When the music stopped and the Madoff-style pyramid collapsed, the government was left with obligations impossible to meet. Public service salaries have already been cut by as much as a quarter, with more to come; national sensibilities have been wounded by the fact that creditor nations, especially Germany, are dictating Irish policy; and, of course, political loyalties have evaporated. Fianna Fáil will almost certainly suffer the worst defeat in its history in the upcoming elections, though reports of its demise as a political force are premature. The subsequent government will have no choice but to pursue unpopular policies. Memories being short, no one will blame Fianna Fáil (“a criminal organization, like the Mafia,” said the banker son of an Irish friend of mine) for this necessity, instead remembering the good times under its rule.

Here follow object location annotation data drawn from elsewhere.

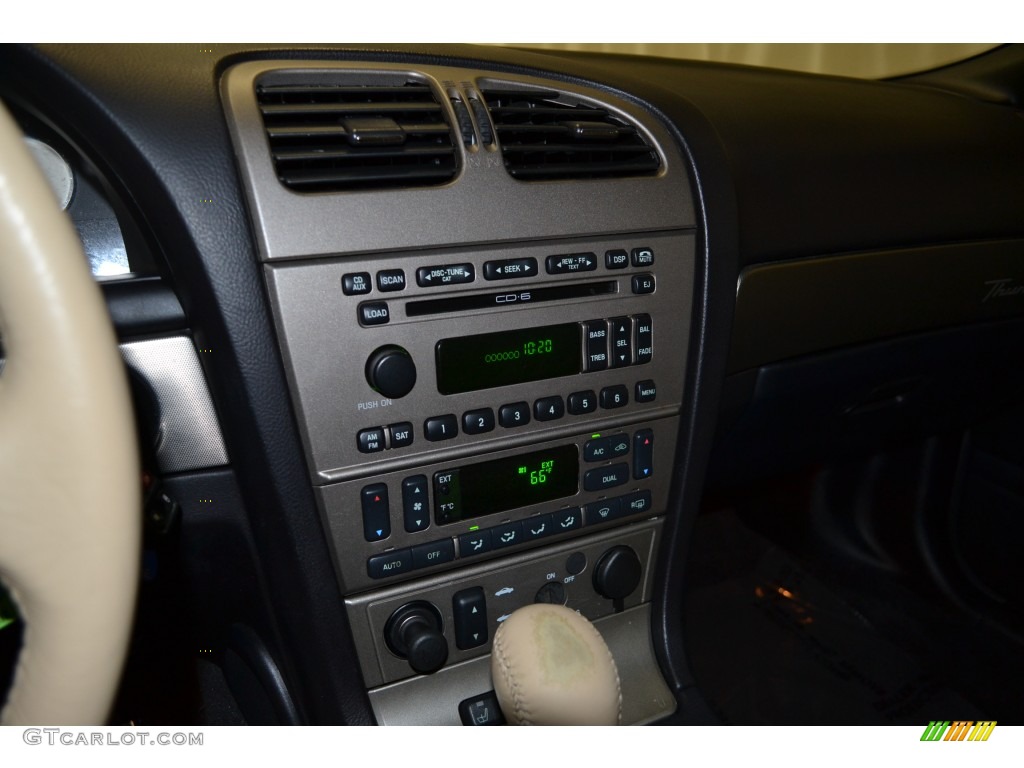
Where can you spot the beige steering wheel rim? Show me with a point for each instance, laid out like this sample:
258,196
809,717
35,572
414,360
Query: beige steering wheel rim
70,518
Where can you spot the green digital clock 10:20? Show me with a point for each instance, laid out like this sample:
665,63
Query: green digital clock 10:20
469,363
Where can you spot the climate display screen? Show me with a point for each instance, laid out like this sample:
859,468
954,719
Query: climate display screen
470,363
506,483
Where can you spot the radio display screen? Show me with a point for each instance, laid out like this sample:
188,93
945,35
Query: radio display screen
506,483
466,364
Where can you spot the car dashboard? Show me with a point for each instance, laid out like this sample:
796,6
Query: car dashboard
421,335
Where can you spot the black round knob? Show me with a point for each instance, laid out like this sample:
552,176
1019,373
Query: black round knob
391,372
617,572
414,632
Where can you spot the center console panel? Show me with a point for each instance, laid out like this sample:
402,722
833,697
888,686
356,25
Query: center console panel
489,406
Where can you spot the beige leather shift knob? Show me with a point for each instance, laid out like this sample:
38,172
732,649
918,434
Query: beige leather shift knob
550,666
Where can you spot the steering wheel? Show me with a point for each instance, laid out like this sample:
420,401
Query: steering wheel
70,483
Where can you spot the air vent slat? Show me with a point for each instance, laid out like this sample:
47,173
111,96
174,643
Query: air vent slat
581,170
509,114
553,148
339,131
409,90
330,137
294,156
359,177
546,135
345,108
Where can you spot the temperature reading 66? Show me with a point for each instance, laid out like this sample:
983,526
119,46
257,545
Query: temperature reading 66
539,475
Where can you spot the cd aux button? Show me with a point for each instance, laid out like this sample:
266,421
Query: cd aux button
355,284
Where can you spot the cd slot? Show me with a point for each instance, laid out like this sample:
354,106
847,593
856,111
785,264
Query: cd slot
510,297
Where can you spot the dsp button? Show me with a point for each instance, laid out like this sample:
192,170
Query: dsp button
510,268
616,259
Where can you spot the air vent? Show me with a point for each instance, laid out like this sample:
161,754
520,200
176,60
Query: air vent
332,137
547,135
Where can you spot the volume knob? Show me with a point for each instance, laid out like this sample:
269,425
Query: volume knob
391,372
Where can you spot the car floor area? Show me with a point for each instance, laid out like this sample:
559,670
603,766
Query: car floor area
776,638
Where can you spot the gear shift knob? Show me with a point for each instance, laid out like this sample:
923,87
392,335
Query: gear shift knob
550,666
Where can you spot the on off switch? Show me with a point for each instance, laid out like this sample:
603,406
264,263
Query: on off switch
391,372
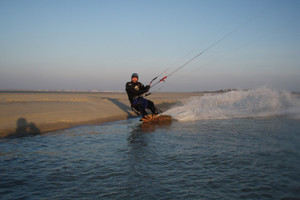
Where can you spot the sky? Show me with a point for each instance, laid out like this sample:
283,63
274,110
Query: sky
98,44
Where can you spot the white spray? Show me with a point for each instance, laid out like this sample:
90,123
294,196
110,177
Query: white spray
263,102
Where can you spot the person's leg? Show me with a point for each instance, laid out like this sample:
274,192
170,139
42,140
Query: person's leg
152,107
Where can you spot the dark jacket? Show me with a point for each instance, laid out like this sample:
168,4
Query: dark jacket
135,90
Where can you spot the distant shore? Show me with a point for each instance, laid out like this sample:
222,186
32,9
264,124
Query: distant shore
35,112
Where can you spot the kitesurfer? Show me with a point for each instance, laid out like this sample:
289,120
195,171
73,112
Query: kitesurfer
135,90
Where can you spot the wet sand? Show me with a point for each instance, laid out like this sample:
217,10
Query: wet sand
35,113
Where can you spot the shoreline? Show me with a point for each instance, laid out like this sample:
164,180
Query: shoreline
25,114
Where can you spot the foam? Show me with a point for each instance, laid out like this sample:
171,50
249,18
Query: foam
262,102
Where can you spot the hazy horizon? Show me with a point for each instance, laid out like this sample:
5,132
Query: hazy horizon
97,45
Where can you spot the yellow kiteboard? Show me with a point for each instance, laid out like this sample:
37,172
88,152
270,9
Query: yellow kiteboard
156,118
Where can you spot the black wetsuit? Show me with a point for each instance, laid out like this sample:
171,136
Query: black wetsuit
135,92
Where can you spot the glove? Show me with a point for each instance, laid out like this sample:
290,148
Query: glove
147,88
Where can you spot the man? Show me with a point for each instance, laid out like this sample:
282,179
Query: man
135,90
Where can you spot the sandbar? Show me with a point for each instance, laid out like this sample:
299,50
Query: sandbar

Unemployment is now 13 percent in Ireland; it would be higher if 5 percent of the working-age population (principally the young and well-qualified) had not emigrated over the last two years. Other exports are doing well, and Ireland has a trade surplus, but nowhere big enough, alas, to service its debt. For the moment, to stave off the collapse of many banks, the necessary fiction that the country is not bankrupt is maintained (I was surprised by how full the restaurants were, but this might have been the orchestra playing on the Titanic). Default is not impossible, however, and some even advocate it.